Cliches, melodrama overthrow 'Emperor'

By Nicole Rodriguez


"How will history remember you?" Kevin Kline asks of a classroom full of students in the new Universal Pictures Release "The Emperor's Club." The question, which is displayed prominently in the film's trailer, is meant to give the target audience the impression that this film is deep and thought-provoking. Sadly, "Club" doesn't even come close to living up to these first impressions.

Kline plays William Hundert, a passionate classics professor at a posh all-boy boarding school reminiscent of that seen in 1989's "Dead Poets Society." The story centers on the arrival of Sedgewick Bell (Emile Hirsch of "The Dangerous Lives of Altar Boys") in the early 1970s. Sedgeweck is a spoiled, self-centered son of a senator who prides himself on his ability to stir up mischief and hide from punishment behind his father's bank account.

Sure that he can reach the student behind the pranks, William dedicates his career toward helping Sedgewick reach his academic potential. Only the road to achieving this goal isn't as smooth as William originally thinks, and he finds that his experiences with Sedgewick continue to haunt him twenty-five years later.

Although the film's performances (those by Kline and Hirsch, in particular) are quite impressive, "The Emperor's Club" never manages to live up to its pre-release hype. Screenwriter Neil Tolkin, who's last project was the Pauly Shore flop "Jury Duty," provides the actors with lines that are as sappy as they are forgettable. He's trying so hard to recreate "Dead Poets Society" that he fails to realize the one thing that made "Society" successful was its ability to be simultaneously touching and honest without ever becoming melodramatic and overly-sentimental. "Club," on the other hand, is only the latter two.

The characters in this film are bland and one-dimensional, as though the writers have taken every cliche from the troubled student to the dedicated professor and jam-packed them into a two-hour vehicle.

It is, in fact, the actors alone who make this story somewhat bearable. Hirsch does a decent job as the troublemaking Sedgewick, but this is hardly a star making performance. All he has to do is smile wickedly and flip through a few Playboys and his role is done. His performance is nowhere near as memorable as those exhibited by Robert Sean Leonard and Ethan Hawke in "Society." Not that this is entirely Hirsch's fault - he was never given the opportunity to portray an interesting character or show any type of dimension. Tolkin and director Michael Hoffman ("One Fine Day") are mainly to blame for this.

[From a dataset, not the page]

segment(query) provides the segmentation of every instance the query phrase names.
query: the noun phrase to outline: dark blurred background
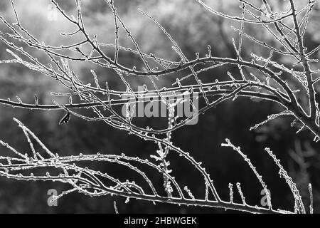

As written, the main character of William Hundert is boring and self-righteous. He would have been the type of professor all students dread rather than the type they idolize. It is solely Kline's charismatic performance that makes the character even moderately likable and allows the audience to believe that his 15-year-old students might actually be engaged by his lectures on Aristotle, rather than sleeping through them. Kline should be given an Oscar just for making a vaguely interesting character out of such ridiculously unoriginal material.

Should anyone involved in this film be asked the question William continuously poses to his students, the answer would certainly not be this film. History will certainly not remember "The Emperor's Club" and neither will audiences.